A wall and part of a ceiling had caught fire on a small home not far from Normanna, apparently just inside a doorway onto a porch area being built on the north and east sides of the home.

Firemen received the call at 8:33 a.m. and responded automatically, as they always do in all situations when fires are reported within the county.

Fire Chief Donald C. Morris said the Normanna Volunteer Fire Department had the situation under control when Beeville fire trucks arrived but firemen from here helped clean up the scene and assist as Fire Marshal Ken Orrell tried to determine the cause of the blaze.

Morris said Orrell figured an electrical short in the wall next to the door on the east side of the structure had caused the blaze.

Fortunately, several other homes were in the immediate area and neighbors saw the flames in time to get firemen there in minutes.

Morris later reported that 14 local firemen were at the scene.

Damp air following dry, dusty conditions was being blamed for two utility pole fires Tuesday.

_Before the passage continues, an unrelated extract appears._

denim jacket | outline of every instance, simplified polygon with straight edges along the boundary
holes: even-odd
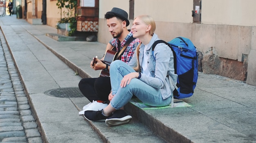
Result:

Morris said the first fire was reported at 9:08 a.m. at West Powell and North Live Oak streets after neighbors found an American Electric Power pole burning.

The second utility pole fire was reported at 1:08 p.m. after workers on Fish Lane in the northeast corner of town smelled smoke.

At first the workers were unable to find the source of the smoke but after the top portion of a pole burned through, cross beams and electrical lines fell onto guy wires and other lines causing power to fail at some buildings and residences in the area.

At that point, area residents were able to identify the source of the problem and firemen were called to the scene.

Morris has explained before that damp air following dry, dusty weather and high winds makes for ideal utility pole fire conditions.

He said when dust that builds up between the electrical lines becomes wet it allows electricity to arc into bolts that hold the cross beams in place. The bolts become red hot and eventually burn through the vertical pole.

Firemen are unable to extinguish such fires until electrical workers are on the scene and have cut off the flow of electricity.